Wishing to launch the week ahead of the pack? Embrace Momentum Mondays, where we dissect the prime breakout stocks in the market, encapsulate the major events of the coming week, and equip investors for lucrative trading.
Today, we will assess the broad stock market indexes to encapsulate the recent weeks’ action. We will then delve into the economic calendar and earnings releases to address any potentially market-moving data. Lastly, we will share four enticing technical trade setups in stocks with leading Zacks Ranks.
Economic Data Outlook
This week’s economic docket is fairly light, featuring a series of addresses by Fed members throughout the week. Eleven speeches are scheduled, with four on Tuesday and five on Wednesday.
Key data releases include ISM and PMI services on Monday, US trade deficit and Consumer Credit on Wednesday, and Initial Jobless Claims on Thursday.
Additionally, there are numerous earnings reports, with notable mentions such as McDonald’s Corporation, Caterpillar Inc., and Palantir Technologies on Monday; Eli Lilly and Company, Toyota Motor Company, Chipotle Mexican Grill, and Amgen Inc. on Tuesday; Alibaba, The Walt Disney Company, Uber Technologies, PayPal Holdings, and Yum Brands on Wednesday; and S&P Global, Philip Morris International, and Duke Energy Corporation on Thursday. The week wraps up with reports from PepsiCo, Enbridge, and Honda Motor Co. on Friday.
Broad Market Update
After last week’s FOMC meeting, equities initially faced a modest selloff, followed by aggressive buying, propelling stock indexes to fresh all-time highs.
While the rally’s fervor is unmistakable, a lack of significant pullbacks over the last three months prompts a cautious stance. Nevertheless, this is not a green light for shorting the market. For investors holding winning stocks, it may be prudent to tighten trailing stops in preparation for an inevitable correction.
My focus is on the upward trending channel in the S&P 500 SPY (similar setup in the Nasdaq 100) to gauge sentiment. A break below the lower bound would trigger a more defensive stance, although a test of 5,000 appears quite likely in advance.
Image Source: TradingView
Key developments at last week’s FOMC meeting saw Jerome Powell scaling back interest rate cut expectations. Given the sustained strength in labor and wage markets, the committee conveyed that the prospect of a rate hike in March is diminishing.
Market futures mirror this sentiment. As seen in the FedWatch tool below, the likelihood of a March rate cut has dwindled from 64% a month ago to only 17% presently, while chances of a May rate cut stand at 60%.

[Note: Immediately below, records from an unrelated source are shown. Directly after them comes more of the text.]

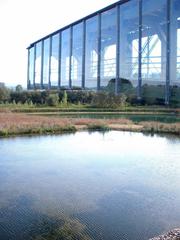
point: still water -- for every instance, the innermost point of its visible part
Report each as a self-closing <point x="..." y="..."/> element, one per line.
<point x="119" y="185"/>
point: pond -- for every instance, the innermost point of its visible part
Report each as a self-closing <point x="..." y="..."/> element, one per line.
<point x="116" y="185"/>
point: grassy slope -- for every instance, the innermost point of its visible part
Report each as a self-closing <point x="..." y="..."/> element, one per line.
<point x="21" y="123"/>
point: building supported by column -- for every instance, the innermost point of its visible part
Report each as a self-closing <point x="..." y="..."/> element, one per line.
<point x="130" y="47"/>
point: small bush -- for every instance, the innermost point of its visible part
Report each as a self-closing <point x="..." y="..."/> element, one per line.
<point x="53" y="100"/>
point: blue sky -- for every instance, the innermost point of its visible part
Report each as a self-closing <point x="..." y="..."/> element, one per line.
<point x="25" y="21"/>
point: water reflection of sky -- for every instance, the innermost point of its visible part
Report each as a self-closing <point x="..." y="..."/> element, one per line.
<point x="115" y="181"/>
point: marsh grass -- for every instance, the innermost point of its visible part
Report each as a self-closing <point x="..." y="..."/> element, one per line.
<point x="23" y="124"/>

A marginally more hawkish Fed stance and potential higher interest rates pose a headwind for stocks until the next meeting in mid-March.
Image Source: CME Group
Technical Trade Setups
In line with recent trends, we bring forth four compelling trade setups. The first pair represents stocks with an aggressive tilt, poised to outperform if the market continues its ascent, whereas the latter duo is more defensive and likely to outperform in the event of a market correction.

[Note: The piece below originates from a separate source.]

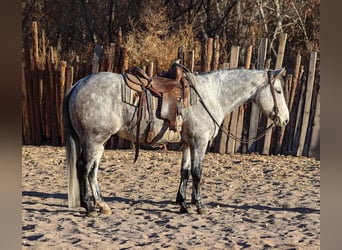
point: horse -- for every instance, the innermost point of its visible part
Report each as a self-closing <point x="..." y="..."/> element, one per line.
<point x="93" y="111"/>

Netflix NFLX presents a compelling bull flag post a robust earnings gap up. A trade and close above the $570 level would signal a breakout, while a breakdown below the $561 support level invalidates the setup, prompting investors to explore other opportunities.
Image Source: TradingView.com
CrowdStrike CRWD, the cybersecurity firm, also boasts a compelling technical setup. Over the last fortnight, the stock has carved a clean bullish consolidation. If CrowdStrike stock can trade and close above the $305 level, it would signal a breakout. Conversely, breaching the $290 support level would invalidate the setup.